Software Carpentry is a non-profit organisation that teaches computing, coding and programming skills to researchers using face-to-face and online courses. I’ve found Software Carpentry to be very useful throughout my computing career and would definitely recommend it to anyone looking to gain a good understanding of computing principles.
Software Carpentry Not Software Engineering
The term “Software Carpentry” is a play on “Software Engineering“. Engineers and carpenters both build things, but on different scales, and the exact skills they need to do so are different. In the same sense scientists and researchers would do well from having a basic, professional understanding of software engineering, but applied on a more appropriate scale for the problems they need to solve.

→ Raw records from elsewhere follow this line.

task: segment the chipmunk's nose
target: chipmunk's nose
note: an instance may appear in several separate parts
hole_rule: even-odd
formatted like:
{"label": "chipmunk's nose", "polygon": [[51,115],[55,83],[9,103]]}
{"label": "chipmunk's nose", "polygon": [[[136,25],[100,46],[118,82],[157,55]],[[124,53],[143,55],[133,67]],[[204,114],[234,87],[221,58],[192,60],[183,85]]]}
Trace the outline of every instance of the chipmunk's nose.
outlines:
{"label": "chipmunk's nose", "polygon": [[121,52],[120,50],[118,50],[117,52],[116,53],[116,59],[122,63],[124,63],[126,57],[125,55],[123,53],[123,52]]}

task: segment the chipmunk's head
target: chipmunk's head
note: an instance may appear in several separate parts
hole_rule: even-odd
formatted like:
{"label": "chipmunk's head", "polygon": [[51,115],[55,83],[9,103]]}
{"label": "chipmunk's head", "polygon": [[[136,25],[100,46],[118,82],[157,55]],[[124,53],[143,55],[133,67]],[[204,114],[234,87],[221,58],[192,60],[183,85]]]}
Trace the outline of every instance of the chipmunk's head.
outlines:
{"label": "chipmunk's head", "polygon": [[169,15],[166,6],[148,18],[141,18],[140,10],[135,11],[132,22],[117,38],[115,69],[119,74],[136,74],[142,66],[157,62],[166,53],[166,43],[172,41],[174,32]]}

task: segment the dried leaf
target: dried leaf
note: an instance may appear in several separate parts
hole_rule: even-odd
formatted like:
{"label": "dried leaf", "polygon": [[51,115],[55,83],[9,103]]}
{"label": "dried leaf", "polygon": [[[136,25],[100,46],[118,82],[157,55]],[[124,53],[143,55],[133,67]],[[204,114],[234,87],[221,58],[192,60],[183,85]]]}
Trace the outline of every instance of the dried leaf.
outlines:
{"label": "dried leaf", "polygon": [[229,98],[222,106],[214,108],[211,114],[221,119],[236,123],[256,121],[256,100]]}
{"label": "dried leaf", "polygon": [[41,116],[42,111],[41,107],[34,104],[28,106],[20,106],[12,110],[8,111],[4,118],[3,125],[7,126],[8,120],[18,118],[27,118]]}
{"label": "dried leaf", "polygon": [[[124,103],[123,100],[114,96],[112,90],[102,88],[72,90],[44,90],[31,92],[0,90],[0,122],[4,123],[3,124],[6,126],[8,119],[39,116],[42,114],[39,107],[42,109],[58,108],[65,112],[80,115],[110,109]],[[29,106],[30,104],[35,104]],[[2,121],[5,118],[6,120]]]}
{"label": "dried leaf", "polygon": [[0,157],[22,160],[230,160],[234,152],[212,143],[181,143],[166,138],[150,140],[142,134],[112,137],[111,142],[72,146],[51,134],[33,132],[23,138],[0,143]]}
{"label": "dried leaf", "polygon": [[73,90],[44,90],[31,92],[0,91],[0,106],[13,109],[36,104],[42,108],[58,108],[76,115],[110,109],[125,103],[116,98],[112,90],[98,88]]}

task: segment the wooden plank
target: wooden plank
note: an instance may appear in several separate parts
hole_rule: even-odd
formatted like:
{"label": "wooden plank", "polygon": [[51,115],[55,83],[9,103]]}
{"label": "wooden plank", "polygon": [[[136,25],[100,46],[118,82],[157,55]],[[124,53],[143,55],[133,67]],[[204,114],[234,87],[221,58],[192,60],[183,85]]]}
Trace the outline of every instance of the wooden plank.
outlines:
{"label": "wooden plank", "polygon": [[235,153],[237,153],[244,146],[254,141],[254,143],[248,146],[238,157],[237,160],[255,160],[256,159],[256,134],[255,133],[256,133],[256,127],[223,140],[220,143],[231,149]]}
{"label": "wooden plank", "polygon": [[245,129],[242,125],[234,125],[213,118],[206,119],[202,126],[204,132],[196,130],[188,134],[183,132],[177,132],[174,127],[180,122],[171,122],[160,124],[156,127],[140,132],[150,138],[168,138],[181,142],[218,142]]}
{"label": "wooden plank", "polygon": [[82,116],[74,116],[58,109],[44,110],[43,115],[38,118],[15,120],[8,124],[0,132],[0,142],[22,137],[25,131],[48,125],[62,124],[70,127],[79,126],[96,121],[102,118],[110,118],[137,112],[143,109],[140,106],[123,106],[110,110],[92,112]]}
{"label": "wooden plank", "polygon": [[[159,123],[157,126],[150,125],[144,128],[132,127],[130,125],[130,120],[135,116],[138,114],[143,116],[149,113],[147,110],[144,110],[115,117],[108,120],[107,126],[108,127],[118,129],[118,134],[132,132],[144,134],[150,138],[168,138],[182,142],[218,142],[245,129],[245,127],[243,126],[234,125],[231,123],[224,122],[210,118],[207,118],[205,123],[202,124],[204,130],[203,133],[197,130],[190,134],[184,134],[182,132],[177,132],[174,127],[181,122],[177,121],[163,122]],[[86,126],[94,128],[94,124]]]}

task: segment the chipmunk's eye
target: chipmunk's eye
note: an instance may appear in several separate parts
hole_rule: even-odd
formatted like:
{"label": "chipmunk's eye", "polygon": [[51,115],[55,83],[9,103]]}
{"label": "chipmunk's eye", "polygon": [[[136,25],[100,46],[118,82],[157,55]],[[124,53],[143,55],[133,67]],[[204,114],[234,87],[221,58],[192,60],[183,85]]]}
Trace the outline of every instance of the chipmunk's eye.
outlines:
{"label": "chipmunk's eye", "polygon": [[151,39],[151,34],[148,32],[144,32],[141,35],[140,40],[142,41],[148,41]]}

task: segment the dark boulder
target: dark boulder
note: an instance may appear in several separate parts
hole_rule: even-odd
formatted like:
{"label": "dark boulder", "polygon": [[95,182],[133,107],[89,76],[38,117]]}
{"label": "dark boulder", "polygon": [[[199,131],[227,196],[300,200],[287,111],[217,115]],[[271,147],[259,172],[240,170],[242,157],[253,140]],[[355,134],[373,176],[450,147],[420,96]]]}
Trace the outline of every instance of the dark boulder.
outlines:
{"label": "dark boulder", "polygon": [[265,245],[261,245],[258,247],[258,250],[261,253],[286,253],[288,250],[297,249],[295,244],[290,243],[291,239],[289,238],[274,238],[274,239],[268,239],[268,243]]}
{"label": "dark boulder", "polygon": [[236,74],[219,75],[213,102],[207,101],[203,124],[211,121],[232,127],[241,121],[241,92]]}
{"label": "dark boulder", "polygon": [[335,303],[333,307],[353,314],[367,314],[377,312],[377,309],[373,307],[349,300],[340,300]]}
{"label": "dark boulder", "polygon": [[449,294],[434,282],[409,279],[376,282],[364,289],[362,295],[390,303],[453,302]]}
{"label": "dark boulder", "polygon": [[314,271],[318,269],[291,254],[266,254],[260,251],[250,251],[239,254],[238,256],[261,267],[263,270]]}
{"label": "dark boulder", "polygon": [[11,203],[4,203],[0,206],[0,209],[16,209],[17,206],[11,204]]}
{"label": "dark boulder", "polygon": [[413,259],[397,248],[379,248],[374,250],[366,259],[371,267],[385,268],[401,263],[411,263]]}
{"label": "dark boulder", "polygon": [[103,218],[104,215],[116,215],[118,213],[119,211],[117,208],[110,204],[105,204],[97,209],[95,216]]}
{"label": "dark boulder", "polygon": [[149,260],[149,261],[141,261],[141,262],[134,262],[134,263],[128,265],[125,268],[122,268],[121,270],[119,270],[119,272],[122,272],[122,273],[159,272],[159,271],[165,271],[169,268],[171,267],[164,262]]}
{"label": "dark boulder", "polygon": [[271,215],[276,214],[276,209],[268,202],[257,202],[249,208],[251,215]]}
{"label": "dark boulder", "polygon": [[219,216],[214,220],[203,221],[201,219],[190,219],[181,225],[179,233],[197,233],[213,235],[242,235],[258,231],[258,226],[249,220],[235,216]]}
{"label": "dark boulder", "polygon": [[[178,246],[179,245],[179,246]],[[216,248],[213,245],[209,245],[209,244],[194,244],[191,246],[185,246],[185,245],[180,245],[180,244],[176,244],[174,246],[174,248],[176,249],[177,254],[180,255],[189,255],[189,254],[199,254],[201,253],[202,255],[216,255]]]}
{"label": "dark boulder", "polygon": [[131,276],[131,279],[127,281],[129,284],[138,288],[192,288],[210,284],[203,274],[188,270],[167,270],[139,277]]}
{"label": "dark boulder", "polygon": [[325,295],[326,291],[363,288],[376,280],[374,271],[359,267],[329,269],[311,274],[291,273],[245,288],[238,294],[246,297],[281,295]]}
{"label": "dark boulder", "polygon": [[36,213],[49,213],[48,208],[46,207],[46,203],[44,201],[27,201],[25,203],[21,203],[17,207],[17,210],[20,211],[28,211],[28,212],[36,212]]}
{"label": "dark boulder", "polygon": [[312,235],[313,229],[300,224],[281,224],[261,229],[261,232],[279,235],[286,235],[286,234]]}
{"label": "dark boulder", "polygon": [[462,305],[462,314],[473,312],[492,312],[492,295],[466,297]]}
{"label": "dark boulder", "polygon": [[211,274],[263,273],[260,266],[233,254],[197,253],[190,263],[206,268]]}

I first encountered software carpentry some years ago, when it only offered a few online lessons in Python. Even then I found the content to be useful and highly readable. The website and organisation has now grown, and now hosts dozens of workshops around the world, and offers lessons in Python, R, and Matlab.
A Practical Education
For me the main appeal of Software Carpentry is that it provides a practical education to get you started working on real projects and solving interesting problems. The course content gets you quickly stuck in to topics including:
- version control
- databases
- automation
It’s also worth noting that there are archived lessons which also cover other useful subjects including:
- testing
- regular expressions
- program design
An Excellent Starting Point
I think Software Carpentry is an excellent starting point for getting to grips with the most important areas of practical computing. As with any course in programming you may find you need to look elsewhere, such as Codecademy, for further clarification in some areas.
Data Carpentry – Software Carpentry’s Younger Sibling
In addition to Software Carpentry, there is now also a sibling organisation called “Data Carpentry“, which follows similar principles, but aimed more at data science than computing. There is of course quite a lot of cross over between these two courses, but it is handy to know it’s there in case you need some more data-specific information.